Yes, I'm aware of that.

[...]

> I would consider purchasing another device, of which legitimately
> open source low power ARM devices are a dime a dozen (vs the high
> performance realm where POWER's TALOS 2 or rare developer boards are
> the only choice)

The problem with purchasing less common but more "open" boards is that
it tends to be a lot more work to get things running on them.

I don't get particularly upset if a cheap, throw-away board like the
RP3 uses closed-source firmware -- all the underlying chips are
closed-source designs also.[*] As long as that firmware is part of a
driver that provides a standardized, open, documented API, I'm happy.

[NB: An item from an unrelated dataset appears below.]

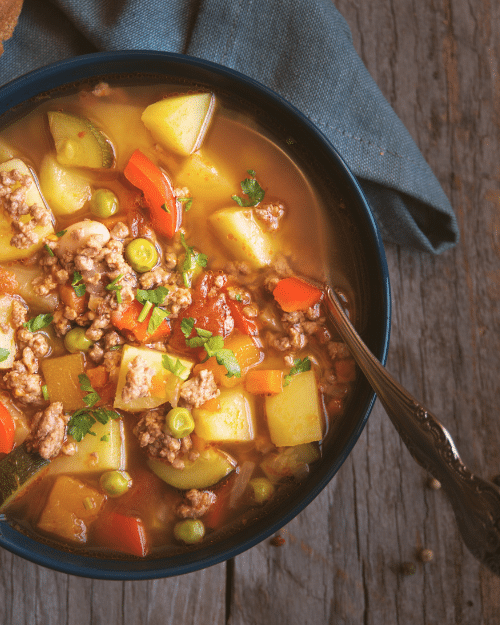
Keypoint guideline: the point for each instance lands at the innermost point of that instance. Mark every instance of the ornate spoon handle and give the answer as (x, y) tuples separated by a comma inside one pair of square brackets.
[(475, 502)]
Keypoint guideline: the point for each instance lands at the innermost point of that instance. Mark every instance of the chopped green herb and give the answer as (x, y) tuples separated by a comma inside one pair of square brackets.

If the board/firmware/driver becomes unavailable, the open-source
applications and libraries can always be moved to a different
board/firmware/driver combination that implements that same
standardized API.

[*] Sure, you can run low-performance, high-cost "open-source HW"
    designs by combining open-source VHDL cores and compiling a SOC
    design into an FPGA, but the FPGAs and all the tools used to
    compile the VHDL are closed source.

-- 
Grant Edwards               grant.b.edwards        Yow! My NOSE is NUMB!